Alex Williams flipped from WVU to Ohio State on Dec. 19, 2017 as the 20th member of what would become Ohio State's full 2018 recruiting class.
It is official!!! @Williams99_PN will be a Buckeye!!! pic.twitter.com/shKpXrX5qI— Panther Football (@pnfootball) December 20, 2017
Williams was mum on the exact nature of his last-minute courtship with Ohio State. He would not even say when exactly he received his offer from the Buckeyes. However, he explained that his decision hinged on the allure of the program. He aspired to play for Ohio State and was raised in the shadow of the university. It was ultimately the right call for Williams to flip from WVU to Ohio State.
WHERE HE EXCELS
I first watched Williams' junior-year film and wondered why he was offered because he didn't show a whole lot on it. However, a fan who watches that film should know Williams transitioned from an offensive lineman to a defensive lineman after his sophomore year and immediately went to work on his overall strength and explosiveness. The junior-year film won't show the dividends of that but the senior-year film will.

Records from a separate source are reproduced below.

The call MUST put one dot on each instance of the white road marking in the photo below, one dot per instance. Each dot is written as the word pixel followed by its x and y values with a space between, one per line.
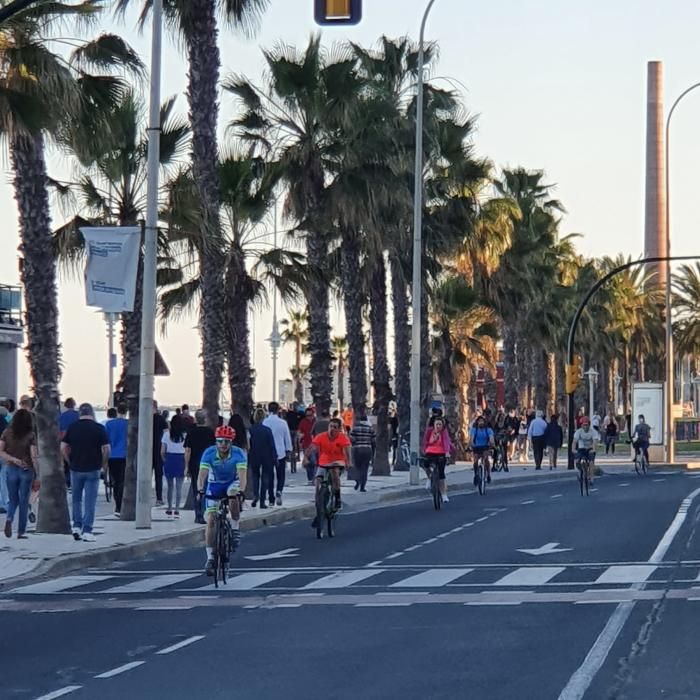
pixel 343 579
pixel 152 583
pixel 530 576
pixel 431 578
pixel 246 582
pixel 626 574
pixel 57 585
pixel 60 693
pixel 582 678
pixel 121 669
pixel 180 645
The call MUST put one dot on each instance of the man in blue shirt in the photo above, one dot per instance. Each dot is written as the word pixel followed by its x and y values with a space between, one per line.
pixel 66 419
pixel 117 429
pixel 224 471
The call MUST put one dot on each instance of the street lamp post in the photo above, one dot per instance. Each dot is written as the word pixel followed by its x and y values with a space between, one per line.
pixel 148 319
pixel 592 376
pixel 670 447
pixel 417 260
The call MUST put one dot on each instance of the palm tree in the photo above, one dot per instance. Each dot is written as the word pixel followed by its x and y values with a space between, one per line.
pixel 340 354
pixel 41 92
pixel 296 333
pixel 195 21
pixel 297 118
pixel 110 185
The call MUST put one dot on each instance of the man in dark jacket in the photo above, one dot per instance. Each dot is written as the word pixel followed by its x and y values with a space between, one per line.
pixel 262 459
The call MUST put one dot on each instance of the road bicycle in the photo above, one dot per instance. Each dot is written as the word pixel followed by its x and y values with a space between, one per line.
pixel 583 465
pixel 433 468
pixel 326 511
pixel 224 540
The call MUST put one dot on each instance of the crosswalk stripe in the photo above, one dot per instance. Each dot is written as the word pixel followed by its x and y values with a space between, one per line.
pixel 526 576
pixel 343 579
pixel 634 573
pixel 431 578
pixel 245 582
pixel 152 583
pixel 57 585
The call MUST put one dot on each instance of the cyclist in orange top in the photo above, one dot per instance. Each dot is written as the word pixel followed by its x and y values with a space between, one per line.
pixel 332 449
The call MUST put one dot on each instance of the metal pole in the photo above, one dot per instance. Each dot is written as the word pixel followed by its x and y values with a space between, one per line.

Namely, Williams' major promise is that he's every bit of 6-7 and is an instant threat to bat down any pass should he get any pressure into the backfield. What he lacks in technique he compensates in increasing explosiveness off the line of scrimmage. Williams put in the work after his sophomore year to this position change and the results are beginning to show. It's easy to see why Larry Johnson and Urban Meyer think there's potential for Alex Williams in Ohio State's program.
MUST WORK ON
Williams is relatively new to defensive line and even camp visits he may have taken may have focused on him more as a future offensive lineman or tight end than him as a future defensive end. The long and short of Williams' tape is that his athleticism and size make him an intriguing prospect but, right now, there's just so much he doesn't know about technique at the position.
He relied on his size and strength to make plays in the backfield. Those will translate nicely to Ohio State, but he needs to learn how to use his hands to fight off blocks. He needs to better learn how to "get skinny" and shoot between gaps. All of these things are teachable with JJ Watt as the classic case of how a two-star tight end at Central Michigan became an All-American at Wisconsin and arguably the best defensive end in the NFL for the Houston Texans through sheer effort, focus, and instruction.
Ohio State does have immediate depth concerns at defensive end but Williams has a long way to go on technique before he could crack an Ohio State two-deep. Williams' potential rests more in what he can do after two or three years in the program.